Мы не знаем, в какой степени осведомлен был Николай о закулисье Гроховского сражения, но судя по тому, что даже солдаты шептались о «бесчестном» поведении Дибича и покрывавшем всё своим именем цесаревиче, истинные причины поражения Николаю были отлично известны. Во всяком случае, именно после Грохова он взял в переписке с Константином необычный для их отношений тон, тон всевластного государя и самодержца, умеющего настаивать на своем.
Когда затишье кончилось и военные действия против поляков возобновились, Константин Павлович хотел вернуться в армию к своему гвардейскому отряду. Отказ!
«Вы сделали всё, — корректно и безжалостно писал Николай Константину в конце февраля 1831 года, — что могла потребовать от вас честь и ваша любовь к вашей славной гвардии; войско было свидетелем того, как вы подвергали себя опасности под огнем мятежников, коих ваше присутствие должно было вернуть на путь долга; повторяю, вы сделали в этот тяжелый месяц
Всё переменилось в одночасье, младший брат, до сих пор говоривший со старшим в тоне почтительном до неестественности, начинает приказывать ему, причем тоном, не допускающим возражений. Аргументы Николая не были лишены здравого зерна — брату государя уместнее было бы или возглавить армию (в крайнем случае корпус), или вовсе удалиться. Вместе с тем положение Константина Павловича всегда было особым, он давно уже выгородил себе право не сообразовываться с принятыми нормами, пренебрегать условностями. Если бы не Грохово, возможно, Николай не стал бы так настаивать на удалении брата из армии. Но сама эта настойчивость — еще одно косвенное свидетельство в пользу того сценария событий, который излагал Эразм Стогов.

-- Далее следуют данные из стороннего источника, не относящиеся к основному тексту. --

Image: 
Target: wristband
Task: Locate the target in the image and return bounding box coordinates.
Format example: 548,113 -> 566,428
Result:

Константин в перемену не мог поверить, он, конечно, догадывался, что об истинных причинах не допускать его в армию Николай умалчивает, — и в грузном мужчине пятидесяти двух лет вдруг проснулся мальчик, надоевший своими безобразиями учителю ученик, умоляющий все-таки пустить его обратно в класс, уверяющий, что отныне он исправится и будет вести себя превосходно.

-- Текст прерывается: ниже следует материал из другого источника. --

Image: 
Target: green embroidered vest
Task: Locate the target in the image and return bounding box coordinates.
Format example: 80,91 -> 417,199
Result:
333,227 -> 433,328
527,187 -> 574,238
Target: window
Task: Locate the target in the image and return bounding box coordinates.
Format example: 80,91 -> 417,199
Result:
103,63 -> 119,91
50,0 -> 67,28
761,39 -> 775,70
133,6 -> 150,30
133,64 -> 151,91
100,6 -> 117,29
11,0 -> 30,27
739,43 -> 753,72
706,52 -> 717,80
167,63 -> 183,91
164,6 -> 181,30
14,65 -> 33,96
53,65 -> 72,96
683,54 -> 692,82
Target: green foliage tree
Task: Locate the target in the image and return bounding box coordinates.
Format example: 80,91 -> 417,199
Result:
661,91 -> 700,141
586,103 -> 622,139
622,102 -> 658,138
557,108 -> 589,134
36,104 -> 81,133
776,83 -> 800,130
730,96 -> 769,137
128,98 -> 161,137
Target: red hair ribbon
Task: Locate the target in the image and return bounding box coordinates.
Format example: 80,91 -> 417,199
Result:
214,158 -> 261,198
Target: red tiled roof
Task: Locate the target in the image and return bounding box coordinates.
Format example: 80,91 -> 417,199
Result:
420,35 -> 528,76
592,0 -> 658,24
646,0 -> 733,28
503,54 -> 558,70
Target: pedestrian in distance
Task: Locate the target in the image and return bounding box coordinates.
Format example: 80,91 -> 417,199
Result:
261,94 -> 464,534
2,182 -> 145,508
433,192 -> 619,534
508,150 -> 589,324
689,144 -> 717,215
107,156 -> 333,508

«Впрочем, повторяю, вы будете довольны моим поведением, я не стану делать ничего поспешно, все мои решения будут приняты с величайшим спокойствием и хладнокровием, отнюдь не вредя вашим интересам и моим собственным…» Цесаревич просился в армию снова и снова, обещая поступать «обдуманно и осторожно»; Николай продолжал повторять, что роль, которую Константин хочет играть в армии, не соответствует его рангу, что его пребывание в армии опасно, пока наконец не написал, что не имеет прибавить к сказанному ничего более. «Полагаюсь на вашу собственную совесть; решайте, приличествует ли вам во всех отношениях вернуться к вашим пяти полкам».